What falsehoods do we believe as children? And what happens when we realize they are lies—possibly heinous ones? In Old Rendering Plant Wolfgang Hilbig turns his febrile, hypnotic prose to the intersection of identity, language, and history’s darkest chapters, immersing readers in the odors and oozings of a butchery that has for years dumped biological waste into a river. It starts when a young boy becomes obsessed with an empty and decayed coal plant, coming to believe that it is tied to mysterious disappearances throughout the countryside.

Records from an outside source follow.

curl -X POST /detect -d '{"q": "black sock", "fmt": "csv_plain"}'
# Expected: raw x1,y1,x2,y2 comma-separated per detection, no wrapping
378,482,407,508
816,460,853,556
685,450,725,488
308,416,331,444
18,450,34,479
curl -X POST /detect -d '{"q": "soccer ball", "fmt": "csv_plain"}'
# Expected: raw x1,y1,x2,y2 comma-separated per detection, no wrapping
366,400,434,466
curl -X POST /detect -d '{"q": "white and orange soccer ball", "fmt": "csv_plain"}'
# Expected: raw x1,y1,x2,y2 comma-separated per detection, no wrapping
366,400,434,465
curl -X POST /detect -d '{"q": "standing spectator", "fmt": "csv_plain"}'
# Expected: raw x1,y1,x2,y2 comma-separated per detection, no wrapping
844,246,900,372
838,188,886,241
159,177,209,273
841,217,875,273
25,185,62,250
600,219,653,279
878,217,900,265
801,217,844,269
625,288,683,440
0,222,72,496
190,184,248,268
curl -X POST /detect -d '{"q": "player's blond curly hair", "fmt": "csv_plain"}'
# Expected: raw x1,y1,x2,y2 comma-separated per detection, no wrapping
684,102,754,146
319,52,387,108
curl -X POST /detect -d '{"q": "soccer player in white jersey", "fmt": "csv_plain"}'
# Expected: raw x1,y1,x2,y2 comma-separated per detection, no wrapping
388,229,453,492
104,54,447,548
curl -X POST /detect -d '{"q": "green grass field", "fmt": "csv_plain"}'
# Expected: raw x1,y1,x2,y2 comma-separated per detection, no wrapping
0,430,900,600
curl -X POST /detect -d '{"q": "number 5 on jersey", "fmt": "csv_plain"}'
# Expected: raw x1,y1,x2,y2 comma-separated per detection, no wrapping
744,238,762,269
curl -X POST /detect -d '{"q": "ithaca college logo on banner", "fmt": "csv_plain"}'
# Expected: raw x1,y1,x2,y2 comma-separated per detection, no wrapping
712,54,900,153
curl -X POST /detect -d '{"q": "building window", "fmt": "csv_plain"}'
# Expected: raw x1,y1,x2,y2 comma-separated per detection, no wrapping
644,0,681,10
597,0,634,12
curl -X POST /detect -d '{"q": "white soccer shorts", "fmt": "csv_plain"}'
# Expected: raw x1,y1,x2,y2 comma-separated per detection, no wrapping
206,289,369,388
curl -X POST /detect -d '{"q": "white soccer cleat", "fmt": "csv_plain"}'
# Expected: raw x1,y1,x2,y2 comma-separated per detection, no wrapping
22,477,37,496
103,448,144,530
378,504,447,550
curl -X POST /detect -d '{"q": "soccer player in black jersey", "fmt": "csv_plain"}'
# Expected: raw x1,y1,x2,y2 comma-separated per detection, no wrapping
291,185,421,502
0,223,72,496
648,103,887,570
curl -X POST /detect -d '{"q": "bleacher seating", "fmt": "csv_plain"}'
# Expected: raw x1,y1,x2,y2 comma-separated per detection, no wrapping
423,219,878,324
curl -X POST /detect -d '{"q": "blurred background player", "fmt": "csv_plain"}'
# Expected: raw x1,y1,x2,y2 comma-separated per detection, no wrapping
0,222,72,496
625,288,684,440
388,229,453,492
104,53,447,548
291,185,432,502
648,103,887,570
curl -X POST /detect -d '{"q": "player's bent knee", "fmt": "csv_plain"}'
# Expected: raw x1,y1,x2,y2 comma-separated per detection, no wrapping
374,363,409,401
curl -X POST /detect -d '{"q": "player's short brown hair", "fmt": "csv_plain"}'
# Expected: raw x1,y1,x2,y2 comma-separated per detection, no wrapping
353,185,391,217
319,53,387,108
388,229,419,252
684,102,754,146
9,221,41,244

But as a young man, with the building now turned into an abattoir processing dead animals, he revisits this place and his memories of it, realizing just how much he has missed. Plumbing memory’s mysteries while evoking historic horrors, Hilbig gives us a gothic testament for the silenced and the speechless. With a tone worthy of Poe and a syntax descended from Joyce, this suggestive, menacing tale refracts the lost innocence of youth through the heavy burdens of maturity.

Suggestive and menacing? Poe and Joyce? This one’s next on my list. I was hoping to dig into it over the July 4th weekend(ish), but I was a bit crosseyed from Bloody Marys and other good spirits, and got almost no reading done for five days in a row.

I loved the last novella I read from Two Lines, by the way—João Gilberto Noll’s Quiet Creature on the Corner.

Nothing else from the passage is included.